Setting \(d=3\) leads to

$$\begin{aligned} \Omega _3(r)=\frac{\sin r}{r}. \end{aligned}$$

We then choose the measure \(\mu \) such that \(\,\mathrm{supp}\,\mu =[0,2\pi ]\) and \(\,\mathrm {d}\mu (s)=s\,\mathrm {d}s\) for \(s\in [0,2\pi ]\). The resulting function \(\phi \) is

$$\begin{aligned} \phi (t)=\int _0^{2\pi }\frac{\sin st}{st}\,\mathrm {d}\mu (s)=\frac{1-\cos 2\pi t}{t^2},\ \ t\ge 0, \end{aligned}$$

which is not decreasing since \(\phi (1)=0\) while \(\phi (\frac{3}{2})=\frac{8}{9}\). Therefore by Theorem 2.4\(K(x,y)=\phi (\Vert x-y\Vert )\) is not admissible for any class of radially decreasing distributions. In particular, it is not admissible for the Gaussian distributions.

Nevertheless, there exists a large class of compactly supported decreasing \(\phi \) so that (12) defines a kernel that satisfies the conditions in Theorem 2.4. These are the compactly supported radial basis functions of minimal degree constructed in Wendland (2005) and Wu (1995). Examples for dimension \(d=3\) include

$$\begin{aligned} \phi (r):=(1-r)_+^3 \text{ and } \phi (r):=(1-r)_+^4(1+4r),\ \ r\in \mathbb {R}_+, \end{aligned}$$

where \((1-r)_+:=\max \{0,1-r\}\). More examples are available in (Wendland 2005, Chapter 9).
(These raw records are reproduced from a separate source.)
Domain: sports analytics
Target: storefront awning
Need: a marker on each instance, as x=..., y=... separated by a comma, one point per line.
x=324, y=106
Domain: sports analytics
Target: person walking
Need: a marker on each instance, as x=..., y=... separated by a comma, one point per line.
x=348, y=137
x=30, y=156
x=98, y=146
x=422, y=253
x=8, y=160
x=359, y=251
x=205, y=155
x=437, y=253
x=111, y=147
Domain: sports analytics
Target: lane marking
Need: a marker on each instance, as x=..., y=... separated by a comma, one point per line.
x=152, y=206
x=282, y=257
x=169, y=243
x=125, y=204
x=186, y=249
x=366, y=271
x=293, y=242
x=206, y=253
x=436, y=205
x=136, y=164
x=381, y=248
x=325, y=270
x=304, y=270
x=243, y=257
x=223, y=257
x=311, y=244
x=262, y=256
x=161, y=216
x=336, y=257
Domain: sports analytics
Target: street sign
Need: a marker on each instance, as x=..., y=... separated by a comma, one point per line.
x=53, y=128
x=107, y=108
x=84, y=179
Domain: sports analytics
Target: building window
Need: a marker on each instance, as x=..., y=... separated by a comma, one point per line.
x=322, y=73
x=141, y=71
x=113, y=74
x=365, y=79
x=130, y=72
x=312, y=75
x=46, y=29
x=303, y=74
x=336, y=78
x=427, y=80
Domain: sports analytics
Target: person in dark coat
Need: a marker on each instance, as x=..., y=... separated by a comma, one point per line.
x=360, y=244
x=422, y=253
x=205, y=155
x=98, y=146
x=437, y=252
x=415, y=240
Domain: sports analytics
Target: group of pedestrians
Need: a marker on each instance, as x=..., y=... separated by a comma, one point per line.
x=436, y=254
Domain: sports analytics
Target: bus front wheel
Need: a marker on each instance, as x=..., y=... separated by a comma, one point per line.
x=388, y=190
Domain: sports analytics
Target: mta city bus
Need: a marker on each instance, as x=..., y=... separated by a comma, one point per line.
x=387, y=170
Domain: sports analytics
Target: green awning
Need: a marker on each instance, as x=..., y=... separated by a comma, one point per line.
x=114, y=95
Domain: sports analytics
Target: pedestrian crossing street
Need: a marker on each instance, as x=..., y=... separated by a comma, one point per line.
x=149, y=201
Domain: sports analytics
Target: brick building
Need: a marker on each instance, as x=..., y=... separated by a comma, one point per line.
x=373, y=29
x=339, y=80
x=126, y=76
Going back to our main objective, we shall use Theorem 2.4 to establish admissibility for the RKHS embedding of Gaussian distributions.

Theorem 2.5

Let K be a reproducing kernel on \(\mathbb {R}^d\) of the form \(K(x,y)=\psi (x-y)=\phi (\Vert x-y\Vert )\) where \(\phi \) is deceasing on \(\mathbb {R}_+\) and such that \(\rho \) in (4) is supported on all of \(\mathbb {R}^d\). Then K is admissible for the class of Gaussian distributions

$$\begin{aligned} \,\mathrm {d}\mathbb {P}_{\mu ,\sigma }(x)=\left( \frac{1}{\sqrt{2\pi }\sigma }\right) ^d\exp \left( -\frac{\Vert x-\mu \Vert ^2}{2\sigma ^2}\right) \,\mathrm {d}x,\ \ x\in \mathbb {R}^d,\ \ \mu \in \mathbb {R}^d,\sigma >0 \end{aligned}$$
(13)

and for the class of generalized Gaussian distributions

$$\begin{aligned}&\,\mathrm {d}E_{\mu ,\sigma }(x)=\left( \frac{1}{\sqrt{2\pi }\sigma }\right) ^dc_\omega \int _0^\infty \exp \left( -\frac{\Vert x-\mu \Vert ^2}{2\tau \sigma ^2}\right) \,\mathrm {d}\omega (\tau )\,\mathrm {d}x,\nonumber \\&\quad \qquad \ \ x\in \mathbb {R}^d,\ \ \mu \in \mathbb {R}^d,\sigma >0 \end{aligned}$$
(14)

where \(\omega \) is a nontrivial finite positive Borel measure on \(\mathbb {R}_+\) with \(\,\mathrm{supp}\,\omega \ne \{0\}\), and \(c_w\) is a positive constant such that

$$\begin{aligned} c_\omega \int _0^\infty \tau ^{\frac{d}{2}}\,\mathrm {d}\omega (\tau )=1. \end{aligned}$$

Proof

It suffices to verify that the conditions in Theorem 2.4 is satisfied. Firstly, \(K(x,y)=\psi (x-y)\) where \(\psi (x)=\phi (\Vert x\Vert )\) is radial and radially decreasing. For the Gaussian distributions, we see that

$$\begin{aligned} \,\mathrm {d}\mathbb {P}_{\mu ,\sigma }(x)=\,\mathrm {d}\mathbb {Q}\left( \frac{x-\mu }{\sigma }\right) \end{aligned}$$

where \(\mathbb {Q}\) has the density function

$$\begin{aligned} g(x):=\left( \frac{1}{\sqrt{2\pi }}\right) ^d \exp \left( -\frac{\Vert x\Vert ^2}{2}\right) ,\ \ x\in \mathbb {R}^d. \end{aligned}$$

Thus, the density function for \(\bar{\mathbb {Q}}=\mathbb {Q}* \tilde{\mathbb {Q}}\) is

$$\begin{aligned} f(x):=(g*g)(x):=\left( \frac{1}{2\sqrt{\pi }}\right) ^d\exp \left( -\frac{\Vert x\Vert ^2}{4}\right) ,\ \ x\in \mathbb {R}^d, \end{aligned}$$

which is radial and strictly radially decreasing. Therefore K is admissible for the Gaussian distributions (13).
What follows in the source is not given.